Flatbread

From OurFoodChain
Extinct (March 26th, 2020): loss of habitat

Size: Height: 2-3cm diameter: 15-20cm

Spherum planpanii(flatbread) is a descendant of Spherum panensis that has better adapted to living in zone m. Due to living in a warmer climate, it no longer needs to be in a spherical shape to retain heat, and therefore, has become flatter which increases its surface area, for the purpose of absorbing substrate, and helps it more efficiently sustain its size.. It's fluid network is now less complex due to flat; Most of the network is concentrated at the top of the body. It reproduces in the same manner as its ancestor: pores will open up in the presence of water and motile traveling cells inside of the synaplot will clump and form a bundle of cells that will travel out of the main body to search for a place to settle. Growth occurs more quickly due to the increased bioactivity in a warmer climate, creating more biogenic methane that it can use. In winter, it uses snow as insulation and calorigenic processes to keep itself warm.

Clarification on metabolism: Flatbread and it’s relatives are aerobic methanotrophs that oxidizes methane for energy and to incorporate it into organic compounds.

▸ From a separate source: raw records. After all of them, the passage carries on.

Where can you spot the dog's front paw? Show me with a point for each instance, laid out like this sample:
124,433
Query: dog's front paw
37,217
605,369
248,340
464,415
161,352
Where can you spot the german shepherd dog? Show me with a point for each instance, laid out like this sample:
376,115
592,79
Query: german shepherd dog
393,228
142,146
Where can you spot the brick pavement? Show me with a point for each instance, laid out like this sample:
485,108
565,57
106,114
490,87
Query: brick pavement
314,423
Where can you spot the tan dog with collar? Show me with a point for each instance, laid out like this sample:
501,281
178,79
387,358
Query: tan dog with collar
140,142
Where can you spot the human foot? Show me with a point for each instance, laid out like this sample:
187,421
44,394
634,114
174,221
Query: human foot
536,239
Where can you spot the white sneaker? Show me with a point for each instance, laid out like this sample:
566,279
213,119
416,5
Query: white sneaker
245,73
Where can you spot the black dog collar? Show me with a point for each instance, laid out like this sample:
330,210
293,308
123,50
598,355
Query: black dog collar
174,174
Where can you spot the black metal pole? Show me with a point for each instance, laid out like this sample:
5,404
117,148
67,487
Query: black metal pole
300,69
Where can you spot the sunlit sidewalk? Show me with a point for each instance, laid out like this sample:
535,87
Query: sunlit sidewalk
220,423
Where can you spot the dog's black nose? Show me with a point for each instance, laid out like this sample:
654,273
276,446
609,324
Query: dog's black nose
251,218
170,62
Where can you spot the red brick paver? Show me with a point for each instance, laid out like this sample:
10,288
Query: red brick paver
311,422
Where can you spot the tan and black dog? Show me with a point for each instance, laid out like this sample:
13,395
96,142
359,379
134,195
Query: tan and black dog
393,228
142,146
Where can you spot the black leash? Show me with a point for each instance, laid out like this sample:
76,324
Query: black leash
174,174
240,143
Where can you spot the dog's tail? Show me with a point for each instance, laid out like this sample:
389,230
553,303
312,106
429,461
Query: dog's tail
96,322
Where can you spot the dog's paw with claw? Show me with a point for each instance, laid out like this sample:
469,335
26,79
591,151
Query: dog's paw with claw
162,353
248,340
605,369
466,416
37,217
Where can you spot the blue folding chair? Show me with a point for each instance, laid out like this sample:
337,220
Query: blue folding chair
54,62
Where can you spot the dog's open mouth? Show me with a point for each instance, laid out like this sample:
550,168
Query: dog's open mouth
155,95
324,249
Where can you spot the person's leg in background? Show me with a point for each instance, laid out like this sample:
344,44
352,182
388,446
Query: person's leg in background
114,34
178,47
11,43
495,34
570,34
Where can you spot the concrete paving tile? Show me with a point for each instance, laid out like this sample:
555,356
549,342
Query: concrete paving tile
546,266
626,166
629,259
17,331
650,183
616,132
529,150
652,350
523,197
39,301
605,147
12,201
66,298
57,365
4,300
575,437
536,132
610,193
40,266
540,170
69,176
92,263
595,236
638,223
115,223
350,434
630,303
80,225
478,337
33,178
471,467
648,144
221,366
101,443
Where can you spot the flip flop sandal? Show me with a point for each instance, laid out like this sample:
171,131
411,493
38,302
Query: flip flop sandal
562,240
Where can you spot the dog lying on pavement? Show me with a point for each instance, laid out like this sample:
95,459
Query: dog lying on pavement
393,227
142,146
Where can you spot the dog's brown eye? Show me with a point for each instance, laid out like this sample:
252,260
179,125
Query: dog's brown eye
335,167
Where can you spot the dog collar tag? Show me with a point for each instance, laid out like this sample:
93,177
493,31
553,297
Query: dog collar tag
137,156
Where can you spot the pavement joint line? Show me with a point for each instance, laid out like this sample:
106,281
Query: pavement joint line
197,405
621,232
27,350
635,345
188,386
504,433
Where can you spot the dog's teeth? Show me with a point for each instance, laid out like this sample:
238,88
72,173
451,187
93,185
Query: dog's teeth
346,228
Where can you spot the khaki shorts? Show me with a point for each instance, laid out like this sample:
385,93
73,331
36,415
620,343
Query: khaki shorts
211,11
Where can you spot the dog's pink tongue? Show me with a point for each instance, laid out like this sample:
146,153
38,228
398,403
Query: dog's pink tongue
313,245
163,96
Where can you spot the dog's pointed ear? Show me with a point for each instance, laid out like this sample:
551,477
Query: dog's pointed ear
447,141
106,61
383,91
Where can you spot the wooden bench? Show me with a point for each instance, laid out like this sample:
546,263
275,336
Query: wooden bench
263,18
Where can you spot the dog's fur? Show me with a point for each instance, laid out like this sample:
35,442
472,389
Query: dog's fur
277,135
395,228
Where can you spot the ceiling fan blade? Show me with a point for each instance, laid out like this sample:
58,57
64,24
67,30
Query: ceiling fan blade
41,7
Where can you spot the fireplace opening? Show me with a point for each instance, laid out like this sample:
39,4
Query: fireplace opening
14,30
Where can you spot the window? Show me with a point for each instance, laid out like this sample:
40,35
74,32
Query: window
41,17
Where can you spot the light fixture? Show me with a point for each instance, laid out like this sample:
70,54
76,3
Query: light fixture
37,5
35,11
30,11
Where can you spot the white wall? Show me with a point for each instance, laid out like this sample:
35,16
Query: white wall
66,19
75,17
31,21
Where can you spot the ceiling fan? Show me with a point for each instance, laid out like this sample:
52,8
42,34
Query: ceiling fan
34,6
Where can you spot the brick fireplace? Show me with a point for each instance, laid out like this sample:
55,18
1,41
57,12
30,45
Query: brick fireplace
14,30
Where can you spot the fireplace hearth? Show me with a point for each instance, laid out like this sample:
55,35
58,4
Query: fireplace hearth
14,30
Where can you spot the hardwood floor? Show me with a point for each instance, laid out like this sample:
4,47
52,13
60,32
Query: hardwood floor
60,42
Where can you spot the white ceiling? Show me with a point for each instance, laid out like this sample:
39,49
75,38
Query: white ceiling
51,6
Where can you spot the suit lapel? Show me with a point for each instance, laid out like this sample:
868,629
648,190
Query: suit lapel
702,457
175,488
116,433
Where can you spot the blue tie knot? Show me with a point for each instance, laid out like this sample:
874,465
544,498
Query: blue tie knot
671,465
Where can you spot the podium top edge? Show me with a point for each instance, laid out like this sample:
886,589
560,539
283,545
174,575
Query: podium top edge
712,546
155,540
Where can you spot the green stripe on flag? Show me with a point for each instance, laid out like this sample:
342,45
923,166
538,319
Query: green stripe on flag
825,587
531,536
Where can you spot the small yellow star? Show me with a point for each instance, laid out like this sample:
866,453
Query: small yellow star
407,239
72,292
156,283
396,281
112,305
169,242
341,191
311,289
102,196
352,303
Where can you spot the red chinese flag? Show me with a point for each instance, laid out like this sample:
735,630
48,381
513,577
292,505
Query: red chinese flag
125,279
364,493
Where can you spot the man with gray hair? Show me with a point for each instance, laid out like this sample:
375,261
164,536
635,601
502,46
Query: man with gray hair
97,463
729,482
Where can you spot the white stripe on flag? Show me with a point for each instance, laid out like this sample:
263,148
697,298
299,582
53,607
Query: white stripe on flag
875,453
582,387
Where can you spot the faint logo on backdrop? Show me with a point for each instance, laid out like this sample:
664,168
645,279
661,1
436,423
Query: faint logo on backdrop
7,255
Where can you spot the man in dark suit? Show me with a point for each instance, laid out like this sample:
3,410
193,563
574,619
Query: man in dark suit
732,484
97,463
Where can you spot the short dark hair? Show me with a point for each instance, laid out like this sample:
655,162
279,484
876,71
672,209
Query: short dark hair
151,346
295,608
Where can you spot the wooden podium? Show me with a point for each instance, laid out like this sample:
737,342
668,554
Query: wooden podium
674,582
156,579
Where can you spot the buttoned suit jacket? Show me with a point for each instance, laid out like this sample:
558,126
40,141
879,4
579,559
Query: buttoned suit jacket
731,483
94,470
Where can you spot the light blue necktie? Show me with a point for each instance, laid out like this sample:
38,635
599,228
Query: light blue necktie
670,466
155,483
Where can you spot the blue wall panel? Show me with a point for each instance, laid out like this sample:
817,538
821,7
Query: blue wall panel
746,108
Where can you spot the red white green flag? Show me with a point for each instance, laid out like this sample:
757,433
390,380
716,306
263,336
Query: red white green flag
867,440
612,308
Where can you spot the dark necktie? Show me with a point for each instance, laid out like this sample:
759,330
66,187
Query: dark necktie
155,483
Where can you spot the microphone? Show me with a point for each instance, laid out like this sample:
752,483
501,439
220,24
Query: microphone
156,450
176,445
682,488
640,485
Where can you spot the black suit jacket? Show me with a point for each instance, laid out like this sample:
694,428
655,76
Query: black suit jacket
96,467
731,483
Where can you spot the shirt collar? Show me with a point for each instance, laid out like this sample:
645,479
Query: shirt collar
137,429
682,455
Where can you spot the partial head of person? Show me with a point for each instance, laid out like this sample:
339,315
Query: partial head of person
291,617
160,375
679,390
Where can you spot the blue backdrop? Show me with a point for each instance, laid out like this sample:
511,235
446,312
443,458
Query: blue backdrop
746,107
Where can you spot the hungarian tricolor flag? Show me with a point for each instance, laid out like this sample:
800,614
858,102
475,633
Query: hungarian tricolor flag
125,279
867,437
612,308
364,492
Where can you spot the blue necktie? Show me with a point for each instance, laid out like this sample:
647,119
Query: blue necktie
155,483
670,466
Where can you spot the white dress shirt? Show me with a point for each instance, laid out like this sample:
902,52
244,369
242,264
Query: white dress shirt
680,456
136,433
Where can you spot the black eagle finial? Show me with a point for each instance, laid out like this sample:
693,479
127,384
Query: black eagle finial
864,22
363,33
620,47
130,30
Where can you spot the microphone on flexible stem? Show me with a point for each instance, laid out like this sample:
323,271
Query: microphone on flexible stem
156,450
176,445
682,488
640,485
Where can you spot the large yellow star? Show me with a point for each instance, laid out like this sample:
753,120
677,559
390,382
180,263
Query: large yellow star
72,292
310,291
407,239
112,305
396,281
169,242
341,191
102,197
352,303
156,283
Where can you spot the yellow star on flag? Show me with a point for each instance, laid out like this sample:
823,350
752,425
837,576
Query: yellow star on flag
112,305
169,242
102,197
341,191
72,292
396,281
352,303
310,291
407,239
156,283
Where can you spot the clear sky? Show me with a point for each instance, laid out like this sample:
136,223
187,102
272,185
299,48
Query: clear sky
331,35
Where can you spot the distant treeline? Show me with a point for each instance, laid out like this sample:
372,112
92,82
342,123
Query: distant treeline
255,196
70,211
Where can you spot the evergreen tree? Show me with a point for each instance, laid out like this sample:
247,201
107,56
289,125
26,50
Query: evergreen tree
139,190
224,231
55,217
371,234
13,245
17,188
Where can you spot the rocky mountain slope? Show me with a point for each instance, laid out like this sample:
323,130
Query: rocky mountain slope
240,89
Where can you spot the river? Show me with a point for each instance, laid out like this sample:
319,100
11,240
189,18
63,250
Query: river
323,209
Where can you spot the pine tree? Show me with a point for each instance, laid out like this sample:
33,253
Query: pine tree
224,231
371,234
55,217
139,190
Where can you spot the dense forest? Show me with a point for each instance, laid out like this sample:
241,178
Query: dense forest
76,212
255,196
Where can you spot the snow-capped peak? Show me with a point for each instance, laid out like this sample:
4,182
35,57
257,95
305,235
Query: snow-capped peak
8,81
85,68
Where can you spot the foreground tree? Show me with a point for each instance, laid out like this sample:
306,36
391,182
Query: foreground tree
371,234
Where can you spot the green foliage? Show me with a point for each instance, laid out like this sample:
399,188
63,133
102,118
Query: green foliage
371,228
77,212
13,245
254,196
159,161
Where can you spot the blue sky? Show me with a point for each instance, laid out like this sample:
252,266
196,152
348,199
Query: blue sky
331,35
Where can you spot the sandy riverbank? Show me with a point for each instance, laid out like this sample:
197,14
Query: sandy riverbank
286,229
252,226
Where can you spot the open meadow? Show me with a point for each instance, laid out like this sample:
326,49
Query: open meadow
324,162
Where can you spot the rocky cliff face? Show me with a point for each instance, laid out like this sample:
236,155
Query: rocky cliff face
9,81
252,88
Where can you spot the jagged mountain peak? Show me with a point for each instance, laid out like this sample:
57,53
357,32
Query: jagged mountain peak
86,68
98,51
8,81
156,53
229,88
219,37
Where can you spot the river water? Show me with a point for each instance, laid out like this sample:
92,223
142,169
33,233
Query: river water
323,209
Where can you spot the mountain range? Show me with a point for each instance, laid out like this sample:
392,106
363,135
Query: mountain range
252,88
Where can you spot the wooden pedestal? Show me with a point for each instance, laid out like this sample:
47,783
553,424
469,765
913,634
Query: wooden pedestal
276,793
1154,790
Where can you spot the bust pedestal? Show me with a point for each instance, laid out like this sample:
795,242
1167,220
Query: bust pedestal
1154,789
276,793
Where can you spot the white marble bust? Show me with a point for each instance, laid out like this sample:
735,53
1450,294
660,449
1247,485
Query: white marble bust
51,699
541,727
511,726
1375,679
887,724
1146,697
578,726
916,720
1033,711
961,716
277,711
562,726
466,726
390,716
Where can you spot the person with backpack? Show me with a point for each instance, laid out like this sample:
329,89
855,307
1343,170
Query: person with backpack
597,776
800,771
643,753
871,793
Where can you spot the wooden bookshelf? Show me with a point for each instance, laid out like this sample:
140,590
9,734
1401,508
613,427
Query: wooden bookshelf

Carbohydrates produced by this process is the primary food source for building cells and travelling cells. Other carbohydrates were made used to support the doufh-like extracellular matrix or stored as energy in the form of starch for when food is low.

Like it’s ancestor, bread still possess 3 types of cells: building cells that create the dough like extracellular matrix for support and insulation, though the latter not as necessary now, motile travelling cells that specialize in nutrient distribution and reproduction, and mining cells that specializes in metabolism. They can still reproduce by fragmentation and they are still a symbiont of A. abstractus.